Vegetarians can fix this without the poultry and have fantastic results as well. However, several scientific studies have shown that chicken soup has a better effect on clearing your upper respiratory tract than other hot liquids.

Once an Ecuadorian friend asked me, “But isn’t it spicy,” when I told her how much garlic and ginger is in it. No, it isn’t. Even the delicate Ecuadorian palate will find the blend of spices to be pleasantly understated. And it is precisely those spices, I am convinced, that packs a bowl of this soup with such curative properties.

 

Estimated cooking time: 30 – 40 minutes

For: Vegetarians or Carnivores

 

1 pound of chicken – optional

3 tablespoons of butter or oil

2 medium carrots, thinly sliced

4 potatoes, cut into small chunks

1 large onion, cut into chunks

3 – 4 large cloves of garlic, finely minced

1-inch (2.5 cm) length of fresh ginger root, finely minced

3 stalks of Swiss chard (acelgas), cut into ribbons

2 or 3 tomatoes, cut into chunks

2 teaspoons of salt

 

In a hot, 4-liter pot, melt the butter (or heat the oil).

Optional:

Add the chicken and lightly brown on each side. Take out and reserve.

Add the carrots and sauté until they are becoming soft. Add the potatoes and continue sautéing until slightly soft, then add the onion. Continue sautéing. Add the garlic and ginger, then the Swiss chard, tomatoes, chicken (if using) and salt. Add enough water to fill the pot to within an inch (2.5 cm) of the top.

Turn the fire low and let the soup simmer until the vegetables are fork-soft.

Serve hot with bread.

¡Buen provecho!

 

Tips

  • Chicken back with wings (espaldilla con alitas), cut into pieces, works quite fine. If you are on a tight budget, go for menudencias (a mixed bag of liver, heart, gizzards, neck … and chicken feet).
  • The carrots may be replaced with a winter squash (calabaza, zapallo, uyama).
  • The Swiss chard may be replaced with another green vegetable, like peas (chícharo, guisantes, arvejas), green beans (ejotes, vainitas, chauchas) kale (col rizada) or bok choy (col china).
  • Instead of potatoes, you may use one cup another starch like rice or pasta. (Add the rice with the last ingredients. Add the pasta in the last 10 minutes of cooking)
  • Remember: The smaller the carrots and potatoes are cut, the faster the soup will cook!

Recipe Corner : VEGGIE PATTIES

A rich meal that is quick, easy and cheap.
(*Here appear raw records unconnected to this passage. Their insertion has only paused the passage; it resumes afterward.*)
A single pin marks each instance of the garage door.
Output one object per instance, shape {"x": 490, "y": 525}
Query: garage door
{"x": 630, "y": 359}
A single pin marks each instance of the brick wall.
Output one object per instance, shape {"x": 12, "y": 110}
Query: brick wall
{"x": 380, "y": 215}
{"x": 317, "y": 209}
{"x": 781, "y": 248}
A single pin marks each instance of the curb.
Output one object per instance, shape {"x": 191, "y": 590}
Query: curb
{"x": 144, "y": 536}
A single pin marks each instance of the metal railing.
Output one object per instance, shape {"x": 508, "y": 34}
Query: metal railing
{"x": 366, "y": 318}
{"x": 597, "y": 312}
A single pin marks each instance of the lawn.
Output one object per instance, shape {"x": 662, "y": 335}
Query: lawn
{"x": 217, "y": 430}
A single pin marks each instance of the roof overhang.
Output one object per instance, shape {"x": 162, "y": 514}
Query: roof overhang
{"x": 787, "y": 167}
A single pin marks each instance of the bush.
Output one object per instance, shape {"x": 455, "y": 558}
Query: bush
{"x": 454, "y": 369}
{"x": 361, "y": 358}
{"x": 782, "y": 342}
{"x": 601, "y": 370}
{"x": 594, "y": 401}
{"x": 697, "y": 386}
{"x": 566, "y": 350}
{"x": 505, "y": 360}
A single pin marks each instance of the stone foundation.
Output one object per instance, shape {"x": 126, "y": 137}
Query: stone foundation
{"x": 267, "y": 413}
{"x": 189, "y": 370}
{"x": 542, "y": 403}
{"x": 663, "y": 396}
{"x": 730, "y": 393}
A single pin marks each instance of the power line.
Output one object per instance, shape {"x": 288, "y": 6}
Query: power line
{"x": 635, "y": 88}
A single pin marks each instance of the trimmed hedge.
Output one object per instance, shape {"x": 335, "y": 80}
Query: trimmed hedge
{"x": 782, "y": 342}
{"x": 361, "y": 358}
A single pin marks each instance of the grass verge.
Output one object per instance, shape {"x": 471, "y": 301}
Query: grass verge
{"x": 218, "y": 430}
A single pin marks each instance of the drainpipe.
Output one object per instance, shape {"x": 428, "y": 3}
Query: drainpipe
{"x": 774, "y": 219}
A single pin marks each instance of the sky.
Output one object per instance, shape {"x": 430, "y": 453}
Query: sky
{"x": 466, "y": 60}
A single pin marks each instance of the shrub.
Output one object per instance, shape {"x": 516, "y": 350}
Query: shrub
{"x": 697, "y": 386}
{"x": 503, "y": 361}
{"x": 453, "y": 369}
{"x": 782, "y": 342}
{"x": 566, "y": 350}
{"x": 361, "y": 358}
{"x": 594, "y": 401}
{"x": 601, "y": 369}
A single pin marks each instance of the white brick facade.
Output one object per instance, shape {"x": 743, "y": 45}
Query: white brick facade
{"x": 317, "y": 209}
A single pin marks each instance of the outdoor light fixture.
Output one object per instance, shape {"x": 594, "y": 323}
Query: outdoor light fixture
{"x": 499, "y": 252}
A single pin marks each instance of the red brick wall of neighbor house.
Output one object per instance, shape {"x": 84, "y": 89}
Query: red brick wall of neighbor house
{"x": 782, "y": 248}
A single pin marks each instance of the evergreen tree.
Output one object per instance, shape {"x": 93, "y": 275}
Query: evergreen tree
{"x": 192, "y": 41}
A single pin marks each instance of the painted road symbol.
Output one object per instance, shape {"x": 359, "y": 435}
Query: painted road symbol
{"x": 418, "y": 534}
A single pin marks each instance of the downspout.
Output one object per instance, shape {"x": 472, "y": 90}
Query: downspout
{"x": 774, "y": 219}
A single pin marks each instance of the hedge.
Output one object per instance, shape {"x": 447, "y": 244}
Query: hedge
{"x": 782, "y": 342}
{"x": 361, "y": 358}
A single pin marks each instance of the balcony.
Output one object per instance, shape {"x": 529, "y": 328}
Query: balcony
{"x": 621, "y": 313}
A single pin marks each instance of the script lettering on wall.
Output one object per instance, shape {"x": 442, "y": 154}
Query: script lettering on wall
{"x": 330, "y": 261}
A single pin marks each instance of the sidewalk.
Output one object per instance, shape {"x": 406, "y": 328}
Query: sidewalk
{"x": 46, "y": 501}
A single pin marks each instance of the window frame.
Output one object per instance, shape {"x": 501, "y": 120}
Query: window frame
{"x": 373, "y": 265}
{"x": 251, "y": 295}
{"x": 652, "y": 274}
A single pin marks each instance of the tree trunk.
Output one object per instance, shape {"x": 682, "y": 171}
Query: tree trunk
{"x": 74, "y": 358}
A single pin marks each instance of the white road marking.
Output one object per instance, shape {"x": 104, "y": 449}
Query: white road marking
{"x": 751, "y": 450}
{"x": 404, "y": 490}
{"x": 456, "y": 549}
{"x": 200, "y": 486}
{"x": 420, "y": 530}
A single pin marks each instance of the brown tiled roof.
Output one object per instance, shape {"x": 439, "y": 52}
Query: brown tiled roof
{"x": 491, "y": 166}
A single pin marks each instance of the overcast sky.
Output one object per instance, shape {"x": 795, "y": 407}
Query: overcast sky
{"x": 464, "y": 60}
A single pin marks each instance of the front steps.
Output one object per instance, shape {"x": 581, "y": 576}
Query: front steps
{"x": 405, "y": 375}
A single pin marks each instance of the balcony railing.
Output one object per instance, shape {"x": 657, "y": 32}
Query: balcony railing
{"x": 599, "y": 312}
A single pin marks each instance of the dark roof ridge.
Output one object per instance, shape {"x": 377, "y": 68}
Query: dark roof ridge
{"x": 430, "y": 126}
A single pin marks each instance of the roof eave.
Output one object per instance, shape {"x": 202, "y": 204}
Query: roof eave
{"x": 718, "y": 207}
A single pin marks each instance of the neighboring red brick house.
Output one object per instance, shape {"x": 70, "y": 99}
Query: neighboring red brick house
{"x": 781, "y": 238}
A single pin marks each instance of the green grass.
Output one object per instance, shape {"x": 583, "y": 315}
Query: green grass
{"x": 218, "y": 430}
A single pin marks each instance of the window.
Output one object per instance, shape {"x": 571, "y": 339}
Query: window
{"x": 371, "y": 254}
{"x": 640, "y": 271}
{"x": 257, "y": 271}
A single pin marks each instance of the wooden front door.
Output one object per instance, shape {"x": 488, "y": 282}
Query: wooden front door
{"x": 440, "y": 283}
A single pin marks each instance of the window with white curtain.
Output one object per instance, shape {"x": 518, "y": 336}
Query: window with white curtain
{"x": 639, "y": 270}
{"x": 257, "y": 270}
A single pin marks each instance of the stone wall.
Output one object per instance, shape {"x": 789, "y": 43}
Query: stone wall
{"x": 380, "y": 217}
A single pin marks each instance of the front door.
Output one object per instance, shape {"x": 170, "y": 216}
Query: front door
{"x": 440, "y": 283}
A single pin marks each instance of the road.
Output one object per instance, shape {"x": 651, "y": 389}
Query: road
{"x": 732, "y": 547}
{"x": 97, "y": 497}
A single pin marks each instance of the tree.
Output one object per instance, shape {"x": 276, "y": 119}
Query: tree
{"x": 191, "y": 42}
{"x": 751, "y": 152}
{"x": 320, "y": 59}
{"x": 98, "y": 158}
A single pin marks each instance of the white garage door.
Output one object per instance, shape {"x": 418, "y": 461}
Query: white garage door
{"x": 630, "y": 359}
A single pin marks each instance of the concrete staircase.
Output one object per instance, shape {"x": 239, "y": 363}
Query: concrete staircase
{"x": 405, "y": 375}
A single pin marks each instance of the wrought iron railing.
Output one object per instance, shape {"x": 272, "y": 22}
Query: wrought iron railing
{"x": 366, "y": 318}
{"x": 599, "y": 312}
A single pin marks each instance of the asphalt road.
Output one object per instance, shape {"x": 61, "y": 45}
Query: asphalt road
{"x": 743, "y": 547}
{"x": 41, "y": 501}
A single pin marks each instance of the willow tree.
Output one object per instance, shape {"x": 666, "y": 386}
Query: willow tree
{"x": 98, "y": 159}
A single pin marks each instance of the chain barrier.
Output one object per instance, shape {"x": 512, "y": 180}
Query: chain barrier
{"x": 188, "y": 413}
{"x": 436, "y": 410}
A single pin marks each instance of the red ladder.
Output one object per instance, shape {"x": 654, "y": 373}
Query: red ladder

What more can a budget traveler ask for? photo © Lorraine Caputo

A rich meal that is quick, easy and cheap. What more can a budget traveler ask for? photo © Lorraine Caputo

After a day of hiking or city sightseeing, this quick and easy dish will renew your spirit. It is rich in vitamins, minerals and proteins. These Veggie Patties are similar to small omelets – only with just enough egg to bind the vegetables together.

 

Estimated cooking time: 10 minutes

For: Vegetarians

Makes: 6 patties

 

VEGGIE PATTIES

1 small onion, halved and thinly sliced

1 small carrot, grated

1 large handful of spinach, washed well and cut into ribbons

1 glove of garlic, finely minced

2 eggs

½ teaspoon of salt

2 tablespoons of oil

 

Beat the eggs in a bowl. Add the vegetables, garlic and salt. Stir until the vegetables are coated with the egg.

In a skillet, heat the oil. Spoon the egg mixture into the skillet to make small patties. When browned on one side, turn the patties over and brown the other side.

Serve over rice and with sliced tomatoes or a simple salad. For an extra zing, drizzle the patties with soy sauce.

 

Tips :

The leftover patties make a great sandwich the next morning.